Large-scale Named Entity Recognition in the Cloud

Below is an amazing factoid shared by Carlos Guestrin during his GraphLab overview:


CoEM is an entity-extraction algorithm introduced by Rosie Jones in 2005. In the slide above, the data set was a graph with 2M vertices and 200M edges. A team at CMU applied CoEM using Hadoop and found it took about 7.5 hours. GraphLab on far fewer cores (from 95 to 16 cores) took 30 minutes: 6X less cores, but still 30X faster. The same problem on 32 EC2 machines (with 256 processors) took 80 seconds, or 0.3% of the time it took to complete the same task in Hadoop!

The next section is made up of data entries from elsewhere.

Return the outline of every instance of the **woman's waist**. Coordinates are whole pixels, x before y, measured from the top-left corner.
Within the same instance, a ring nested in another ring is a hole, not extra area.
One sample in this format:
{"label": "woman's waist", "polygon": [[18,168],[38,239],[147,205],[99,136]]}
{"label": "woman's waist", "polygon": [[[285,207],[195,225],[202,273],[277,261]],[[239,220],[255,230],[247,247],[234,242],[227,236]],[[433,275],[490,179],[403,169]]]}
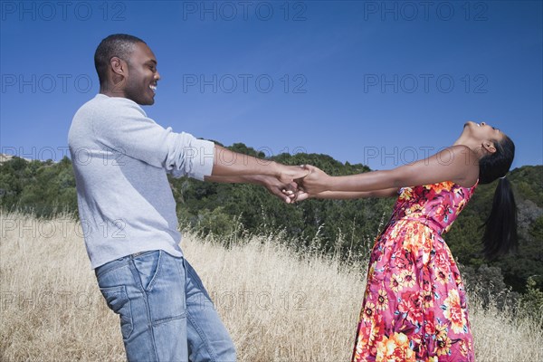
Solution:
{"label": "woman's waist", "polygon": [[401,223],[416,223],[423,224],[430,229],[437,232],[438,233],[443,233],[448,225],[443,225],[439,221],[427,217],[424,215],[393,215],[389,221],[389,224],[398,224]]}

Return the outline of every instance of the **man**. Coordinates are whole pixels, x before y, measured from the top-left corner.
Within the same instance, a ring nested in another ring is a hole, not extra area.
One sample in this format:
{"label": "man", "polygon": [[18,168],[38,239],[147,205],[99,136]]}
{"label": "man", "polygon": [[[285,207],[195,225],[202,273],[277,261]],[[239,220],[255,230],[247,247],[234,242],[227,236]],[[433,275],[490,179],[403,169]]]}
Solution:
{"label": "man", "polygon": [[[160,75],[137,37],[113,34],[94,55],[100,94],[75,114],[69,145],[85,244],[129,360],[234,361],[233,344],[183,258],[167,173],[252,182],[285,202],[307,171],[231,152],[148,118]],[[220,162],[221,159],[227,163]]]}

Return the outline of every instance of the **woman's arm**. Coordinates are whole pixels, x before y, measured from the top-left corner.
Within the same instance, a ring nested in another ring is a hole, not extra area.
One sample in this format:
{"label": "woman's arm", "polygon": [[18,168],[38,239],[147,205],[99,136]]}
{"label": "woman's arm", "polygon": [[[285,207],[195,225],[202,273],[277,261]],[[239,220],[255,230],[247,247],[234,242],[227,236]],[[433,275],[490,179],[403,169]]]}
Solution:
{"label": "woman's arm", "polygon": [[375,191],[323,191],[317,195],[299,191],[296,201],[303,201],[308,198],[351,200],[356,198],[395,197],[398,195],[398,188],[392,187]]}
{"label": "woman's arm", "polygon": [[476,155],[465,146],[453,146],[413,164],[358,175],[330,176],[317,167],[307,167],[310,174],[301,183],[305,192],[319,195],[323,191],[368,192],[418,185],[452,181],[470,187],[479,176]]}

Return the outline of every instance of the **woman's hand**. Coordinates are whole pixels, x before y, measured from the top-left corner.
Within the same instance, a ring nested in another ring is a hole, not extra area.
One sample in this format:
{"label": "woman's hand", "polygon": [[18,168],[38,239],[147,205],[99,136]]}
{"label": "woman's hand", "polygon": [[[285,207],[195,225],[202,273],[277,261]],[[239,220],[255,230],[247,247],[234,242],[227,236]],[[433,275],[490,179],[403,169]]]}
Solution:
{"label": "woman's hand", "polygon": [[[298,184],[299,191],[308,194],[309,197],[314,197],[318,194],[327,191],[330,184],[331,176],[319,167],[310,165],[305,165],[304,168],[309,171],[309,174],[302,178],[294,180]],[[299,195],[299,198],[301,195]]]}

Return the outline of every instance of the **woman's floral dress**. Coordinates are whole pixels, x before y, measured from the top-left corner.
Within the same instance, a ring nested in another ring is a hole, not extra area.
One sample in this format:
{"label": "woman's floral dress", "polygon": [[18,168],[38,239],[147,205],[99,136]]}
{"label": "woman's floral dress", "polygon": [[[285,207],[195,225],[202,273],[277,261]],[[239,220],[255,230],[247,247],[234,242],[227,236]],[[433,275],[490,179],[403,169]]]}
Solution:
{"label": "woman's floral dress", "polygon": [[464,286],[446,233],[473,187],[404,187],[377,237],[353,361],[473,361]]}

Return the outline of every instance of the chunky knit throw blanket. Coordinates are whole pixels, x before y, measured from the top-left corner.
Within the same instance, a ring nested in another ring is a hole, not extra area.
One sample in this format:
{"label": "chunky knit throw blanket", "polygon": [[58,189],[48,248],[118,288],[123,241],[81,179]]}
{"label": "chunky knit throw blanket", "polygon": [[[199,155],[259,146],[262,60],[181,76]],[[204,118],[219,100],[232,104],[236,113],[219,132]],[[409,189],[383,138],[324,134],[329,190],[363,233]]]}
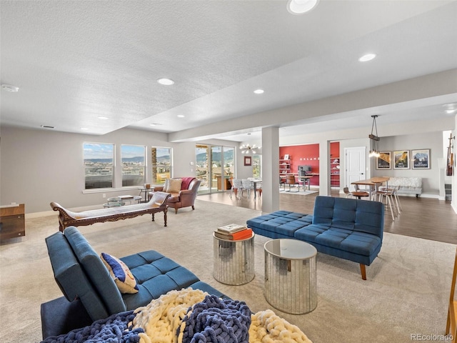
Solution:
{"label": "chunky knit throw blanket", "polygon": [[312,343],[271,310],[251,314],[243,302],[199,289],[171,291],[135,311],[121,312],[42,343]]}

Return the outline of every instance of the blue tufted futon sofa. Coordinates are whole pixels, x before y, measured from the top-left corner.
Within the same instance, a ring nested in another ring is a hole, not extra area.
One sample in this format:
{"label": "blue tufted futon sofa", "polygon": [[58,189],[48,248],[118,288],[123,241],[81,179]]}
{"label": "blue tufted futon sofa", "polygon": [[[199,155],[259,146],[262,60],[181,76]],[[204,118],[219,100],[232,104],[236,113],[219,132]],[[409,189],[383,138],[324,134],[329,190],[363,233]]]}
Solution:
{"label": "blue tufted futon sofa", "polygon": [[43,338],[65,334],[94,321],[147,305],[171,290],[191,287],[226,297],[191,272],[149,250],[120,259],[129,268],[138,293],[121,293],[99,254],[74,227],[46,239],[62,297],[41,304]]}
{"label": "blue tufted futon sofa", "polygon": [[382,245],[384,207],[378,202],[318,196],[312,215],[277,211],[246,223],[256,234],[300,239],[318,252],[358,262],[366,280],[365,266]]}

If you're interested in large-scale machine-learning, do watch Carlos' GraphLab overview. What's intriguing is that the GraphLab team has put together a precompiled GraphLab EC2 AMI, making it much easier to get the GraphLab system up and running on EC2. Carlos describes many more experiments that they conducted on EC2: the total cost of running many large, compute intensive experiments was a mere $4,000. Compare that to the cost of purchasing and maintaining a similar cluster on your own.

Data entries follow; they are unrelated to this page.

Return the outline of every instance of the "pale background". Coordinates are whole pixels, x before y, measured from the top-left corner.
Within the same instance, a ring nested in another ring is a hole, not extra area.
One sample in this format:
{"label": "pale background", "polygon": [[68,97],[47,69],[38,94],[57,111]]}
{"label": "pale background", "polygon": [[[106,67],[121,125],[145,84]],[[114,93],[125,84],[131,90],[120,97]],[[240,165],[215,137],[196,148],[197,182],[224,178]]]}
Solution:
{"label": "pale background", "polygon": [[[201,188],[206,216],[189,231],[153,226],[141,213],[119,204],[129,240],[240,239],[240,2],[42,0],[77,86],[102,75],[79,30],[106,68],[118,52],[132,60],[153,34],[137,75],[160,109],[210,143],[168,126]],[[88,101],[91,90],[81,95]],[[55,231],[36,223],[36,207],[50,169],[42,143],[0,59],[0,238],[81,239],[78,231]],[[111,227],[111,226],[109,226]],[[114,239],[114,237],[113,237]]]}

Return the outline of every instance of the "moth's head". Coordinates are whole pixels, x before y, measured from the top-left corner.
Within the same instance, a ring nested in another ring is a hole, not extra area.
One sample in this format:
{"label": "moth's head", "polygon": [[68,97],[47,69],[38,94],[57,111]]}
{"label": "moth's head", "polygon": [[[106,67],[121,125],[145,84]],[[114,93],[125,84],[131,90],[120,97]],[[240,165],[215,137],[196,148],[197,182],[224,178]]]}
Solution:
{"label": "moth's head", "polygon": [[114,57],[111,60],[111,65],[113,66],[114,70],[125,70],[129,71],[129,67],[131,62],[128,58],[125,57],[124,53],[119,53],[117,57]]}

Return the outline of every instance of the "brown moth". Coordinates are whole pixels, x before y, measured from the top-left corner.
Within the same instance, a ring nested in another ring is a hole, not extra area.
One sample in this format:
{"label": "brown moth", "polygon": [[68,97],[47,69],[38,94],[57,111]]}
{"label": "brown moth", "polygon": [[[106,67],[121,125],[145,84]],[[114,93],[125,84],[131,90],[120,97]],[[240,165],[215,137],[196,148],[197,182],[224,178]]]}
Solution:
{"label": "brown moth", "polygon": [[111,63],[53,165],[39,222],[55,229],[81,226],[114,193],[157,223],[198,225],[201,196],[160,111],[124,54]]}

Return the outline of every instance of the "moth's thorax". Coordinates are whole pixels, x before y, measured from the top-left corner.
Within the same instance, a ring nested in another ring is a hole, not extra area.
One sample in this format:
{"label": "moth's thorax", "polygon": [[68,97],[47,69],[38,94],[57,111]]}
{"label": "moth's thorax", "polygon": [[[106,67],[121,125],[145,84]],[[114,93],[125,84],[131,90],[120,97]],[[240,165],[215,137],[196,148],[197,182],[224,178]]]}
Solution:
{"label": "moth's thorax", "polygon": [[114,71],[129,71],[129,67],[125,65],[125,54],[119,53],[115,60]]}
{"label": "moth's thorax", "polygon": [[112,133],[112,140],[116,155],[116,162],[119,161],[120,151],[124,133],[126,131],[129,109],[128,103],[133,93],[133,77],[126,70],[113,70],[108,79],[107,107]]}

Update: See comment below from Aapo Kyrola. It turns out the multicore version of CoEM on GraphLab was even more impressive. (Instead of 30 mins, it actually runs in 2-3 mins on 16 core. In EC2, in maybe 1 mins. For three full iterations.).

Related posts:
  • Text Mining and Twitter III- LDA Code on Hadoop

  • Some thoughts on (natural language) Search

  • Compressed Sensing and Big Data

  • 1 comments:

    Aapo Kyrola said...

    Hi, I actually implemented CoEM for GraphLab. The initial multicore version of CoEM had an unfortunate performance problem (I stupidly recomputed tf-idf factor for each category, although it was same for all). Instead of 30 mins, it actually runs in 2-3 mins on 16 core. In EC2, in maybe 1 mins. For three full iterations.